According to StockCharts over a 3 year timeframe, the 50 MA and the 200 MA overlay one on the other even as the AU/AG ratio is rising. It’s difficult to get a sense of direction over this, other than the fact that there will probably be a relative change in the MA’s. Recent history has shown a high of approx. 84 in late 2008 for the AU/AG ratio, meaning that silver could continue to underperform as higher AU/AG ratios take place but both could still experience increased prices. The fact that the high occurred in late 2008 relates to the market downturn at that time. Closely monitoring indices such as the DJI and the NYSE, which have had large losses in the last 3 trading days could indicate an impending scenario similar to 2008, but it is too early to make a determination at this point. A week more of continuing losses will indicate a possible near term buy-in for the AG sector when the major indices bottom.

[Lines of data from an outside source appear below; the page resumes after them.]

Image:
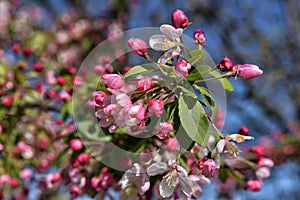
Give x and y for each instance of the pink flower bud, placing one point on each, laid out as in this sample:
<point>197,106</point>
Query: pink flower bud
<point>75,191</point>
<point>172,144</point>
<point>75,144</point>
<point>265,162</point>
<point>138,46</point>
<point>253,185</point>
<point>207,166</point>
<point>145,84</point>
<point>258,151</point>
<point>200,37</point>
<point>8,100</point>
<point>179,19</point>
<point>61,81</point>
<point>156,107</point>
<point>163,129</point>
<point>38,67</point>
<point>247,71</point>
<point>112,81</point>
<point>244,130</point>
<point>182,67</point>
<point>225,65</point>
<point>98,99</point>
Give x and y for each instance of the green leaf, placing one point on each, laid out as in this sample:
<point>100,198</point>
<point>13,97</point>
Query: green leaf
<point>224,81</point>
<point>139,69</point>
<point>193,119</point>
<point>207,98</point>
<point>196,57</point>
<point>187,92</point>
<point>91,131</point>
<point>198,72</point>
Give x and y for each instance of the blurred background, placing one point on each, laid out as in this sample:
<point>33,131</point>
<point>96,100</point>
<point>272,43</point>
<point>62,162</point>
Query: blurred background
<point>265,33</point>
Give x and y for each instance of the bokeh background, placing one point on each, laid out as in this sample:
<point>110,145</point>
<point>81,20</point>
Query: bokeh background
<point>265,33</point>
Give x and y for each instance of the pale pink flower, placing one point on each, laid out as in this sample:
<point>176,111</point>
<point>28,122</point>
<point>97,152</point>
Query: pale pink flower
<point>169,42</point>
<point>247,71</point>
<point>175,174</point>
<point>162,129</point>
<point>138,46</point>
<point>145,84</point>
<point>113,81</point>
<point>156,107</point>
<point>182,68</point>
<point>136,176</point>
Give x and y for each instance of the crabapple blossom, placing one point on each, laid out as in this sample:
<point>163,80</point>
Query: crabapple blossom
<point>200,37</point>
<point>247,71</point>
<point>98,99</point>
<point>207,166</point>
<point>175,174</point>
<point>137,177</point>
<point>253,185</point>
<point>138,46</point>
<point>179,19</point>
<point>162,129</point>
<point>113,81</point>
<point>182,67</point>
<point>75,144</point>
<point>145,84</point>
<point>169,42</point>
<point>156,107</point>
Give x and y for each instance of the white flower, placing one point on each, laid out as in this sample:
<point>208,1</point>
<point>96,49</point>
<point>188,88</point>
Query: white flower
<point>137,177</point>
<point>175,174</point>
<point>169,42</point>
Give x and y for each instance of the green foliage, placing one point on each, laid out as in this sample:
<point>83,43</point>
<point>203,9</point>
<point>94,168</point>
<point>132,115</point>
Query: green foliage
<point>193,119</point>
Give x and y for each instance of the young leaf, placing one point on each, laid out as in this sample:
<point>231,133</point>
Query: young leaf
<point>198,72</point>
<point>196,57</point>
<point>224,81</point>
<point>193,119</point>
<point>139,69</point>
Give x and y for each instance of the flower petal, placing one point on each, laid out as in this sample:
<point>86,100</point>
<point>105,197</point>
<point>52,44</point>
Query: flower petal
<point>171,32</point>
<point>157,42</point>
<point>166,190</point>
<point>157,168</point>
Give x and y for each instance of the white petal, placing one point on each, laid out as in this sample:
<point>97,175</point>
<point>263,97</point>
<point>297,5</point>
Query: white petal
<point>171,32</point>
<point>157,168</point>
<point>144,184</point>
<point>164,189</point>
<point>185,183</point>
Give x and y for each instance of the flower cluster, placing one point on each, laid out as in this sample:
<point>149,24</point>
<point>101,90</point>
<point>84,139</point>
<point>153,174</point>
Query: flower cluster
<point>139,102</point>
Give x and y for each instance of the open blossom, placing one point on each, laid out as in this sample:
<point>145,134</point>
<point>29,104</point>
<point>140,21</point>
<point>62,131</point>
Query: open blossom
<point>182,67</point>
<point>136,177</point>
<point>247,71</point>
<point>169,42</point>
<point>175,174</point>
<point>98,99</point>
<point>179,19</point>
<point>138,46</point>
<point>113,81</point>
<point>207,166</point>
<point>156,107</point>
<point>200,37</point>
<point>162,129</point>
<point>145,84</point>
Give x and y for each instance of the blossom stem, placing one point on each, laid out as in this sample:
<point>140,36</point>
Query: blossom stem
<point>215,78</point>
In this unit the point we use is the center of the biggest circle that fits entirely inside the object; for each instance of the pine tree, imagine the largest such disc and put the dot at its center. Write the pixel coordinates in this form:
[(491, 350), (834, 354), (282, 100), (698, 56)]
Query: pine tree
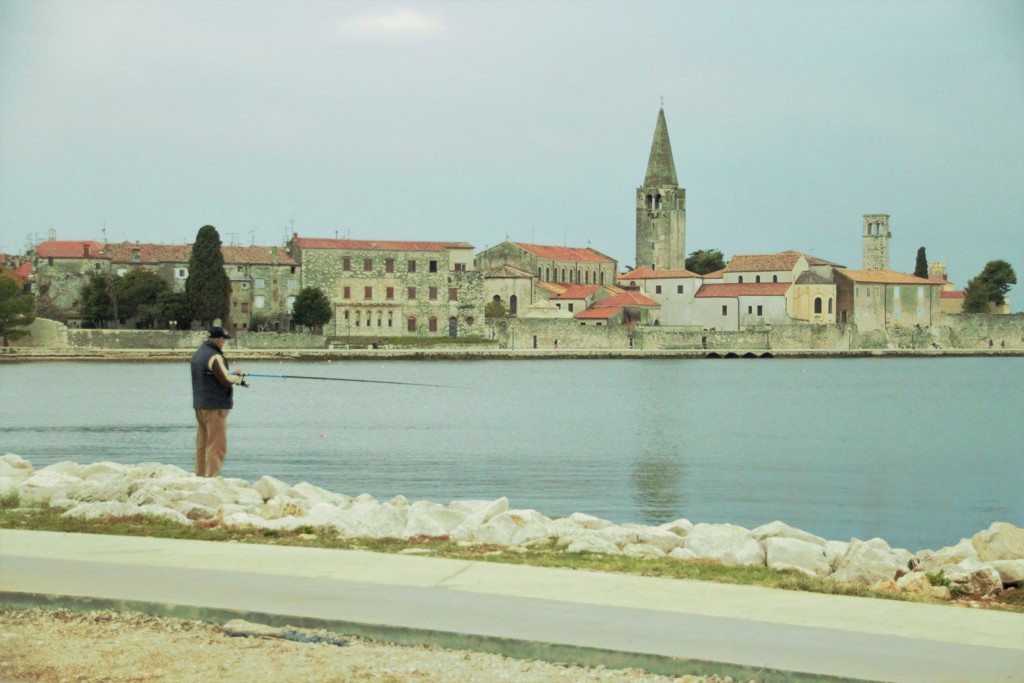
[(921, 267), (208, 289)]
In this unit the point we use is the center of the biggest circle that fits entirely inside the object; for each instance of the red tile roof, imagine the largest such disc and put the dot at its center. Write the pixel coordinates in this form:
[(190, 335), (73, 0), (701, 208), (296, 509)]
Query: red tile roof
[(70, 249), (733, 290), (564, 253), (626, 299), (643, 272), (887, 278), (379, 245), (598, 313), (762, 262)]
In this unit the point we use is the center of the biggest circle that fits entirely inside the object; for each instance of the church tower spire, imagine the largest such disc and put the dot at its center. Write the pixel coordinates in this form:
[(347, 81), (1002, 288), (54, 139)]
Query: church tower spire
[(660, 208)]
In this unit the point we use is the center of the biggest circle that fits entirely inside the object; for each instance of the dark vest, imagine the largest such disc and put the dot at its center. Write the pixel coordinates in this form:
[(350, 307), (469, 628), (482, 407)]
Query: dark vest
[(207, 392)]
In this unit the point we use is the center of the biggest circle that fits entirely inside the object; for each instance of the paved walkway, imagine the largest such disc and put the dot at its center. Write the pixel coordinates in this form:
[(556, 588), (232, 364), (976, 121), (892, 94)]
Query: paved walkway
[(666, 626)]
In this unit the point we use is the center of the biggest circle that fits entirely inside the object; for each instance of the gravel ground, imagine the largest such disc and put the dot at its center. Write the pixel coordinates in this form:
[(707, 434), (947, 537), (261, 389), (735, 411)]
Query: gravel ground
[(62, 645)]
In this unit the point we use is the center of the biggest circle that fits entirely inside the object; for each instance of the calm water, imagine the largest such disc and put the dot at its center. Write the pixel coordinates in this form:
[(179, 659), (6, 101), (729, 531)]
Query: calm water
[(919, 452)]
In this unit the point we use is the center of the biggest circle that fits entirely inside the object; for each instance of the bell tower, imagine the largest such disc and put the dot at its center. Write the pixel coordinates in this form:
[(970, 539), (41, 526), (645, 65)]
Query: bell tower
[(660, 208), (877, 238)]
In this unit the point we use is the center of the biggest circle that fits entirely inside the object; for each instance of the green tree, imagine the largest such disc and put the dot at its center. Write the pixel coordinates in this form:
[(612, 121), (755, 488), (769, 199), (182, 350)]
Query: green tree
[(921, 267), (100, 299), (311, 308), (704, 261), (495, 310), (140, 292), (989, 286), (208, 289), (15, 310)]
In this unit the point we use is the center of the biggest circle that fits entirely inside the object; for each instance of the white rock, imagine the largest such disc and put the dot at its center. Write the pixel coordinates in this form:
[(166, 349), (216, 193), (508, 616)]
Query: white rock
[(426, 518), (268, 487), (593, 544), (785, 553), (14, 467), (778, 529), (1011, 571), (643, 550), (999, 542), (726, 543), (867, 562), (914, 583), (682, 554), (679, 526), (588, 521), (948, 557)]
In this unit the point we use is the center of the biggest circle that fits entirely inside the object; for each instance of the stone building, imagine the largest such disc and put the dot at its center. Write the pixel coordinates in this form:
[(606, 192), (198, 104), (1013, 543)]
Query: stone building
[(660, 208), (881, 299), (877, 238), (264, 280), (392, 289)]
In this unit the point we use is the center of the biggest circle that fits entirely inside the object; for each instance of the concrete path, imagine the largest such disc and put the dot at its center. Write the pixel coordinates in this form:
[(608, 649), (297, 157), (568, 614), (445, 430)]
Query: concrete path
[(665, 626)]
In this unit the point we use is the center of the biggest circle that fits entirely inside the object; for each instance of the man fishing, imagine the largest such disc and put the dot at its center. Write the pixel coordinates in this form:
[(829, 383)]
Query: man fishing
[(212, 388)]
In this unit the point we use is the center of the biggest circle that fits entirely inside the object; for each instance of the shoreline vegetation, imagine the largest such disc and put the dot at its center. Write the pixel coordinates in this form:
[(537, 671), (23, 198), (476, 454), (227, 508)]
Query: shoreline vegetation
[(172, 504), (28, 354)]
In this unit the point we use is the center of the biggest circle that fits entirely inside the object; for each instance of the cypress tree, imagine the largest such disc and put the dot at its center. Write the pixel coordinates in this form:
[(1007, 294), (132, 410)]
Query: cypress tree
[(208, 289), (921, 267)]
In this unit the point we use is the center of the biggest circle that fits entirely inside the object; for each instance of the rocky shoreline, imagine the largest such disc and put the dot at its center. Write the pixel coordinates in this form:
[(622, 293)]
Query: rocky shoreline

At some point it would be expected that the ratio will decline indicated by the 50 MA crossing below the 200 MA. This might indicate that AG will gain in price over the performance of AU in a catch-up scenario. The rise of the AU/AG ratio also suggests increasing central bank involvement in AU acquisitions, probably coming out of China. Central banks typically don’t acquire AG because of generally limited storage capacity.
What this means for SLW is that it will remain somewhat flat to up until there is a decline in the AU/AG ratio, at which point the public will have begun increased presence in the AG market.
P&F chart does not indicate an objective for a top but suggests a possible impending upward breakout. The GoldPrice AU/AG ratio for 10 years indicates about 84, as mentioned above.